LEBAK, RADARBANTEN.CO.ID – Dinas Kesehatan (Dinkes) Lebak mengimbau masyatakat untuk mewaspadai kasus Demam Berdarah Deungue (DBD) di musim kemarau basah seperti saat ini.
Berdasarkan data dari Dinkes Lebak, DBD di Lebak hingga Agustus 2025 mencapai 543 kasus dan satu di antaranya meninggal dunia.
“Ya, kami terus mengingatkan agar warga terus menerapkan perilaku hidup bersih sehat (PHBS).

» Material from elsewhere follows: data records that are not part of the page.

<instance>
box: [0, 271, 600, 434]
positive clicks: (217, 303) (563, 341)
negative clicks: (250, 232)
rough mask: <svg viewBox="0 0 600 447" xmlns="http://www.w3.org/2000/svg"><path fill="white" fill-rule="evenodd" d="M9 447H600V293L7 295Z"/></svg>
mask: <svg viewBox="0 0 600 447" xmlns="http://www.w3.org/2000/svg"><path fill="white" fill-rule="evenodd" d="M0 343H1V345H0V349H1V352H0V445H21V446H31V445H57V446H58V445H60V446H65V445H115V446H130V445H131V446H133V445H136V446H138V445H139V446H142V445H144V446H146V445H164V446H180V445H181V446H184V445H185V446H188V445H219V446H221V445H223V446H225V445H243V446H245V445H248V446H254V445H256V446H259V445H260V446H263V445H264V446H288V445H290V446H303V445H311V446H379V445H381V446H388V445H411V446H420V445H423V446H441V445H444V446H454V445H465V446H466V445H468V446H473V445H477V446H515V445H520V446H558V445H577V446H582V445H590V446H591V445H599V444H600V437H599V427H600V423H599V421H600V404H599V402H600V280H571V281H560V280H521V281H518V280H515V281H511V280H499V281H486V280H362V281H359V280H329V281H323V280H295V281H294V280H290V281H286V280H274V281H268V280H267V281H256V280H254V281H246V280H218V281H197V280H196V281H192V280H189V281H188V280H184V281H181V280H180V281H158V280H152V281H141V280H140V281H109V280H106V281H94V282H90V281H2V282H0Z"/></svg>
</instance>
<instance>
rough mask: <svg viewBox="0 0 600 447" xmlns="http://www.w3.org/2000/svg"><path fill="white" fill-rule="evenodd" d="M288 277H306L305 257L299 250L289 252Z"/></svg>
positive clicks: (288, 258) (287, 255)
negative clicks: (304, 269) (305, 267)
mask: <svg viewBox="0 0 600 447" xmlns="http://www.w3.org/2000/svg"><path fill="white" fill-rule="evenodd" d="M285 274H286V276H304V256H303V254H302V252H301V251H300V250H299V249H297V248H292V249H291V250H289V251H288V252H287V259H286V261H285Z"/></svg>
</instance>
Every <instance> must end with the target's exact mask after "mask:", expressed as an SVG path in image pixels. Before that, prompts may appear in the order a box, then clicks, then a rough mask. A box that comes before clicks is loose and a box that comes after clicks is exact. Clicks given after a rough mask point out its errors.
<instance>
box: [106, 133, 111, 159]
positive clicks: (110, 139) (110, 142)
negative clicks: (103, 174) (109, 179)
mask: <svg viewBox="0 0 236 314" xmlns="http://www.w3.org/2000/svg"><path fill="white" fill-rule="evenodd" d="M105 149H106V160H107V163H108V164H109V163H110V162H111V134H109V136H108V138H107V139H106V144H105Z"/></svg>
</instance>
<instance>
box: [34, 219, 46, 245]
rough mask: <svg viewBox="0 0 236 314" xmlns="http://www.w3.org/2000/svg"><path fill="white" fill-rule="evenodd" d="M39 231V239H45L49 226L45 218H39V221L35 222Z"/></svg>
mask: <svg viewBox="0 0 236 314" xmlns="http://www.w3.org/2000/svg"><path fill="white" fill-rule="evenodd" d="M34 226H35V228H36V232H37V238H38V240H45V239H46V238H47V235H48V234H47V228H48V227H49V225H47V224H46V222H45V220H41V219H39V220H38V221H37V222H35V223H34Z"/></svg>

Karena, sampai Agustus, DBD mencapai 543 kasus dan 1 orang meninggal dunia,” kata Kasi Pencegahan Pemberantasan Penyakit Menular Dinkes Kabupaten Lebak Rohmat Puji Raharjo, Senin 1 Agustus 2025.
Meskipun kasus DBD di Lebak menurun dibanding tahun 2024 lalu yang mencapai 3.038 dan 10 orang meninggal, DBD masih menjadi ancaman bagi kesehatan masyarakat.
“Daerah perkotaan masih paling banyak kasus DBD, seperti Puskesmas Rangkasbitung menangani 63 kasus, Puskesmas Malingping 42 kasus, dan Puskesmas Bayah 39 kasus,” katanya.
Ia mengatakan, pihaknya terus melakukan berbagai upaya untuk mencegah DBD, salah satunya melalui pemberantasan sarang nyamuk (PSN) dan 3M Plus.
“Kegiatan PSN lebih efektif untuk pencegahan, bukan dengan fogging karena fogging hanya membunuh nyamuk dewasa saja, tapi tidak menyelesaikan permasalahan,” jelasnya.